Originaltitel: Hack/Slash – Volume 6: In Revenge and In Love
Herausgeber: Cross Cult
Veröffentlicht: 14.10.2011
Künstler: Tim Seeley, Emily Stone u.a.
Art: A5 Hardcover (enthält Hack/Slash #18-23 mit den Geschichten „Closer“, „Mind Killer“, „Mad, Mad Mailman“, „Blood Blower“ und „Entry Wound“)
Seiten: 186
Sprache: deutsch
Preis: 19,80 €
U-Bahnlesetauglichkeit: Nette Ladies und auf vielen Seiten ein Schlachfest könnten einem merkwürdige Blicke einbringen.
Rating: 4 von 5 angstfressende Würmer fanden das gut.

Kaufbar bei Amazon (Partnerlink) oder direkt bei Cross Cult mit ausführlicher Leseprobe.

Also wir unsere liebe Cassie zuletzt verließen, hatte sich bei ihr eine kleine Sinnkrise angebahnt, in der sie nun schon voll steckt. Sie mag ihr Leben nicht und gerade nach der Sache mit ihren Eltern möchte sie doch ein wenig normaler Leben, als es momentan der Fall ist. Aber so einfach ist das natürlich nicht, gibt es doch da noch Vlad, ihren hünenhaften Begleiter und Beschützer, der sich aufgrund seines Aussehens natürlich nicht so einfach in die Öffentlichkeit flüchten kann.
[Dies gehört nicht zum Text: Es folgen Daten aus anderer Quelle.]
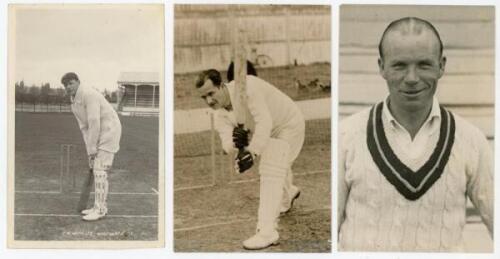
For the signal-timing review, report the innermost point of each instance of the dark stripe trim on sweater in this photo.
(412, 185)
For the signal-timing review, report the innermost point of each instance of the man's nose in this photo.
(411, 77)
(209, 100)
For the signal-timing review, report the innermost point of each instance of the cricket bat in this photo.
(240, 70)
(85, 191)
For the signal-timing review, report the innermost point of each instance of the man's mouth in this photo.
(412, 93)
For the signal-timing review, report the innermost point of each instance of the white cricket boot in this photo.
(87, 211)
(261, 240)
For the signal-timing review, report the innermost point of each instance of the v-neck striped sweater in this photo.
(374, 216)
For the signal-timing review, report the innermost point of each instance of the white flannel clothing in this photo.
(269, 113)
(374, 216)
(98, 121)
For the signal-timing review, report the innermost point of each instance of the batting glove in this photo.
(244, 160)
(240, 136)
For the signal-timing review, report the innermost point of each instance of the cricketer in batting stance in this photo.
(101, 130)
(275, 133)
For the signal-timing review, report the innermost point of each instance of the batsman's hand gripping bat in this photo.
(240, 78)
(85, 191)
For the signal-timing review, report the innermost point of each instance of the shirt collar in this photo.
(230, 89)
(435, 113)
(78, 94)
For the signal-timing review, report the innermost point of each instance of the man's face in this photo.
(213, 96)
(412, 67)
(71, 87)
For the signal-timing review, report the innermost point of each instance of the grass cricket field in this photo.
(46, 197)
(214, 211)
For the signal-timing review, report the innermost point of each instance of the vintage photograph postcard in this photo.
(86, 123)
(252, 154)
(416, 132)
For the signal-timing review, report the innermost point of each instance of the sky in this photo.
(95, 41)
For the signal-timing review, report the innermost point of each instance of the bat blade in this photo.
(240, 68)
(85, 191)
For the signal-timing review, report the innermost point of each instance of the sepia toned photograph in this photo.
(252, 113)
(86, 126)
(416, 130)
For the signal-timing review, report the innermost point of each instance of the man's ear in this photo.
(381, 67)
(442, 65)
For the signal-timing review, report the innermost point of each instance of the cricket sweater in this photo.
(98, 121)
(378, 212)
(269, 113)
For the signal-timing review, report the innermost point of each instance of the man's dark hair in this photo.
(230, 70)
(409, 25)
(68, 77)
(211, 74)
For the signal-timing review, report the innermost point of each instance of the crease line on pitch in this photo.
(77, 215)
(239, 221)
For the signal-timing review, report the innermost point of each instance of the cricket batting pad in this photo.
(273, 168)
(101, 190)
(85, 191)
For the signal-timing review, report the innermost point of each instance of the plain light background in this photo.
(167, 251)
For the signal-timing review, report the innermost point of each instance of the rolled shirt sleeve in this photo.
(480, 180)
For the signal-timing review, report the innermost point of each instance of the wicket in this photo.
(65, 168)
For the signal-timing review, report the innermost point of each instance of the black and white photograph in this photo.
(416, 131)
(86, 125)
(252, 114)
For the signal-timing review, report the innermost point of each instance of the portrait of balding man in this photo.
(407, 164)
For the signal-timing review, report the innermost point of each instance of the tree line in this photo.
(44, 94)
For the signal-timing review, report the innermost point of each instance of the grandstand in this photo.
(139, 94)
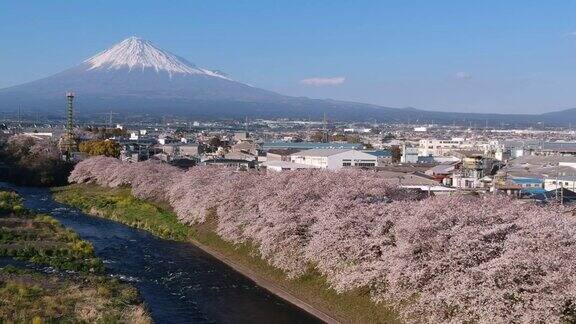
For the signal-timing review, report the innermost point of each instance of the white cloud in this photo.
(321, 82)
(463, 76)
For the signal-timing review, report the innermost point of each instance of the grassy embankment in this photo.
(83, 295)
(312, 288)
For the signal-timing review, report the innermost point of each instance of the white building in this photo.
(278, 166)
(333, 159)
(436, 147)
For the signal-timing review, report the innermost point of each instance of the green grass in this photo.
(120, 205)
(32, 297)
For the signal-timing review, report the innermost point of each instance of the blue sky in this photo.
(472, 56)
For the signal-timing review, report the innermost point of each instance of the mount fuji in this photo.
(136, 77)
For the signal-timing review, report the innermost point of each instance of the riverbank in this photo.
(310, 291)
(74, 289)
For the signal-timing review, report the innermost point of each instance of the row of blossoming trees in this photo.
(450, 258)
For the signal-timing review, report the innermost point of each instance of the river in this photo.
(179, 282)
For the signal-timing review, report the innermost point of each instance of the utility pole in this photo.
(324, 130)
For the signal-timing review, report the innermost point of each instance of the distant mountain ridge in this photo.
(137, 76)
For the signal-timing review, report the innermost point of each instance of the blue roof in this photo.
(533, 191)
(379, 153)
(310, 145)
(527, 180)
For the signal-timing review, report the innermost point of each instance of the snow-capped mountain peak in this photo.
(137, 53)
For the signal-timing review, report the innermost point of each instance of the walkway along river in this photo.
(179, 282)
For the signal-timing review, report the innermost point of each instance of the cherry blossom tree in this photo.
(456, 258)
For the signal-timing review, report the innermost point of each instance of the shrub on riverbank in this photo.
(41, 239)
(32, 297)
(456, 258)
(80, 295)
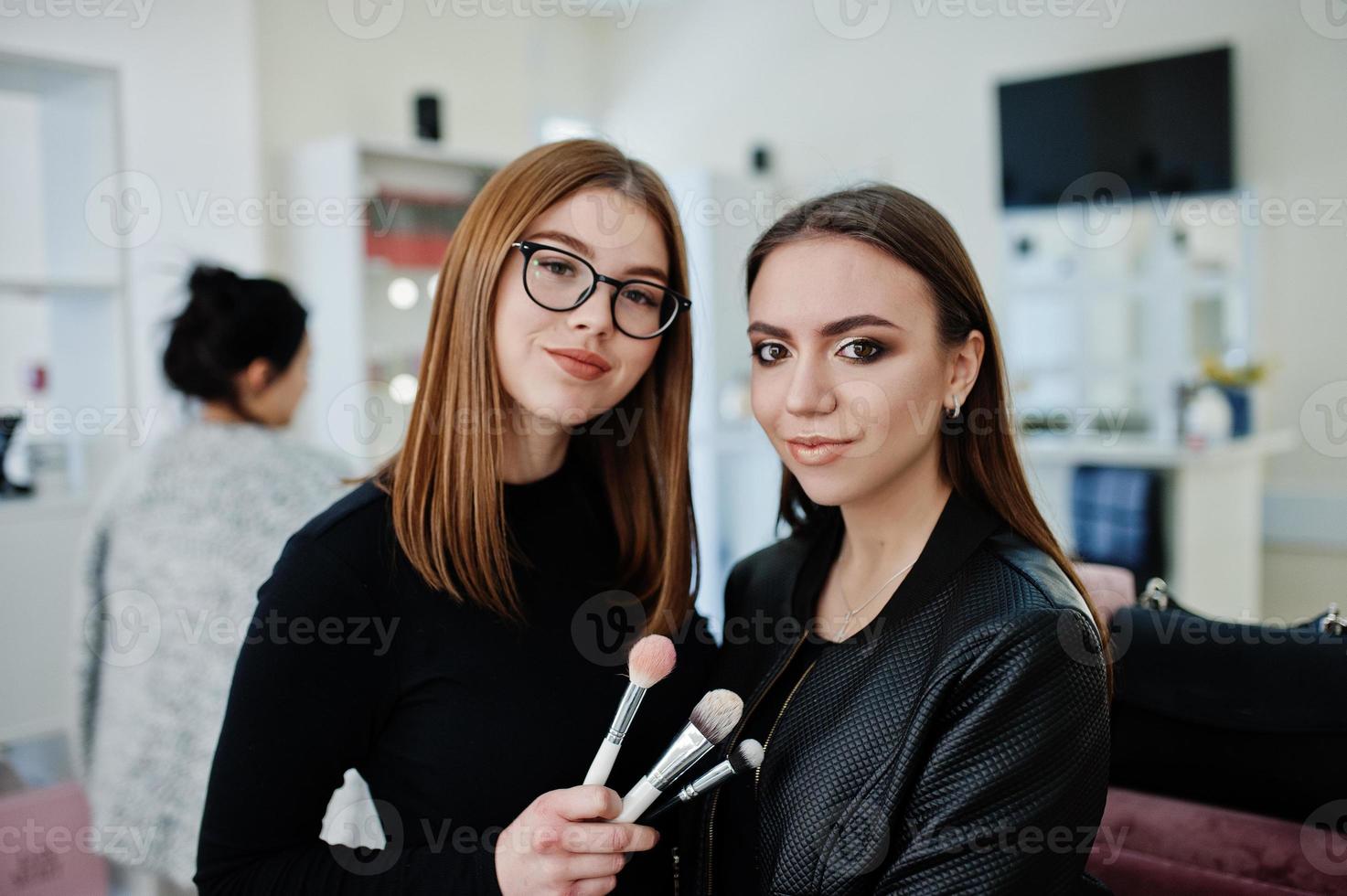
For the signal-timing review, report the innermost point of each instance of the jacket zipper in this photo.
(757, 773)
(743, 720)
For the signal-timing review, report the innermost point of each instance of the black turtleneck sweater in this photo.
(455, 719)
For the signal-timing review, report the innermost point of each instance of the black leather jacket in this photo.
(958, 747)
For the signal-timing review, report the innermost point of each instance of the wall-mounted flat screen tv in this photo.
(1161, 125)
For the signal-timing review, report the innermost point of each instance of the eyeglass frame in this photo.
(529, 248)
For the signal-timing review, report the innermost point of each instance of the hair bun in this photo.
(209, 278)
(228, 322)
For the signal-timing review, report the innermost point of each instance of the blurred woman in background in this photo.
(178, 545)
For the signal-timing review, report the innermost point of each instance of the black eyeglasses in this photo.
(561, 281)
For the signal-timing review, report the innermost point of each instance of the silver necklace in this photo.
(850, 612)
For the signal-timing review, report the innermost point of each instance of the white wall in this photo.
(188, 115)
(914, 102)
(497, 77)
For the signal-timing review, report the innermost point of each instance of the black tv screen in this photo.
(1160, 125)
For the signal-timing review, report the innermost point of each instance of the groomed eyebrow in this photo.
(835, 327)
(583, 248)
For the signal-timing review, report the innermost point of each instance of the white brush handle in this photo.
(637, 801)
(603, 764)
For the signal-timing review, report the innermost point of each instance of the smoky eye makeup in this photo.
(862, 350)
(765, 355)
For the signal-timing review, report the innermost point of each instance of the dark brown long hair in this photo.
(981, 464)
(447, 496)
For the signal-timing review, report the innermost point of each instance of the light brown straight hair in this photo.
(982, 465)
(446, 488)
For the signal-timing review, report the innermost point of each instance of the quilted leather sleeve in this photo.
(1011, 794)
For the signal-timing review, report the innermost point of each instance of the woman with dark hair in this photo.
(934, 696)
(171, 562)
(541, 494)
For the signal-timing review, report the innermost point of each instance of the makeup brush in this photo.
(649, 662)
(746, 756)
(712, 719)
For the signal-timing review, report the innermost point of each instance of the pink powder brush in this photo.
(649, 662)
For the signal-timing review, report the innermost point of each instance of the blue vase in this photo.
(1241, 410)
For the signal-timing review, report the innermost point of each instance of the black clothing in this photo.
(959, 742)
(457, 719)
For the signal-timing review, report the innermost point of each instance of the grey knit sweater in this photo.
(171, 560)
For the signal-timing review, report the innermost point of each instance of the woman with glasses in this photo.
(457, 627)
(935, 710)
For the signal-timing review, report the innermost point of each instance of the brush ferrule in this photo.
(689, 747)
(711, 779)
(625, 714)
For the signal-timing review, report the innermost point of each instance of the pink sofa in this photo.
(1150, 845)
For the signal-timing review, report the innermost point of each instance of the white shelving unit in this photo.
(360, 341)
(735, 474)
(1105, 321)
(63, 304)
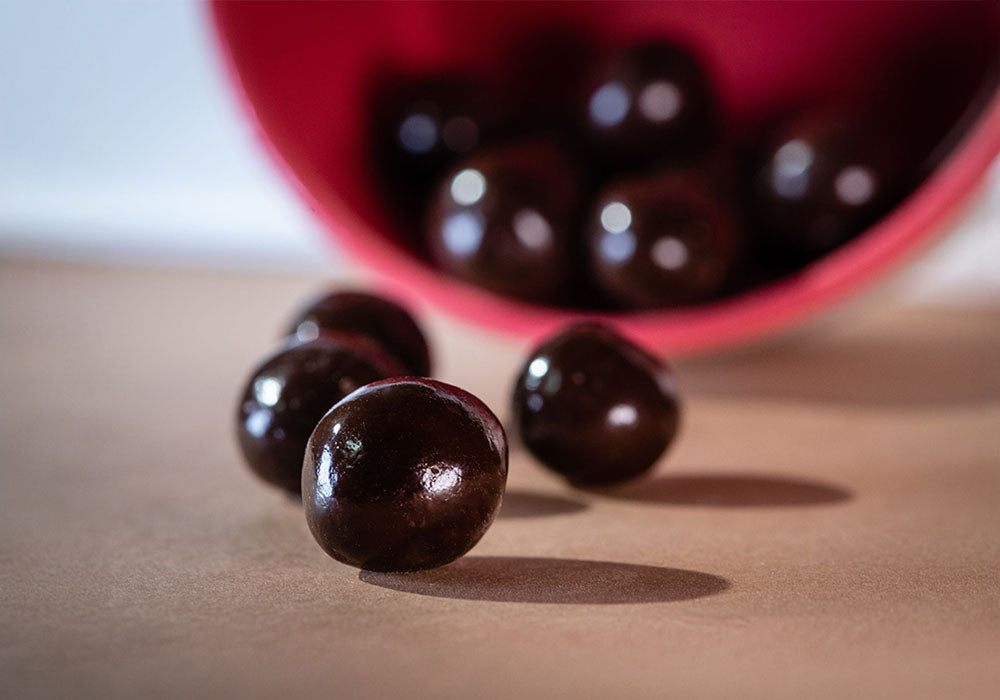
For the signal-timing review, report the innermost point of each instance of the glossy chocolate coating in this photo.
(503, 218)
(648, 104)
(821, 181)
(594, 407)
(403, 475)
(661, 240)
(381, 320)
(419, 128)
(290, 391)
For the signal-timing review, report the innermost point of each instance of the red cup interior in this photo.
(306, 71)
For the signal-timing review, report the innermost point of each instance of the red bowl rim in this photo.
(919, 219)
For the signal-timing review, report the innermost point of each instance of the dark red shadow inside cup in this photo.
(306, 71)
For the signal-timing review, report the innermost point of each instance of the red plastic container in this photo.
(305, 69)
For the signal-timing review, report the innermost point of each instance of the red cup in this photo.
(305, 70)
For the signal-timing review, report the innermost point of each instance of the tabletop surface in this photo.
(826, 525)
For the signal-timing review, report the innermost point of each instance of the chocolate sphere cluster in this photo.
(618, 181)
(398, 472)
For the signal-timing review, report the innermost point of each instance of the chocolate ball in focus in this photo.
(403, 475)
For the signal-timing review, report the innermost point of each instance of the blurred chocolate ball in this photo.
(662, 240)
(504, 219)
(648, 104)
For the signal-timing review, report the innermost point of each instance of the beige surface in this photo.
(827, 525)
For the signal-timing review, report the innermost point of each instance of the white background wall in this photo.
(120, 140)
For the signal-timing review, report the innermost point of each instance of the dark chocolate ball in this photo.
(379, 319)
(661, 240)
(821, 181)
(290, 391)
(404, 474)
(650, 103)
(594, 407)
(503, 219)
(419, 128)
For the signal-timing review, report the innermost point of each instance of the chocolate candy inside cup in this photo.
(307, 70)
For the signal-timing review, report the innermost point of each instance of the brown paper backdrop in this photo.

Außerdem bekommen wir noch Besuch von der Auftragskillerin der Nef-Lords, einer Mischung aus Mensch und Elefant und ein paar alte Bekannte kehren auch zurück. Wie das alles ausgeht, ob das der letzte Band des Mädchens aus den Horrorfilmen ist und wie ich das alles finde, könnt ihr in folgender Review nachlesen.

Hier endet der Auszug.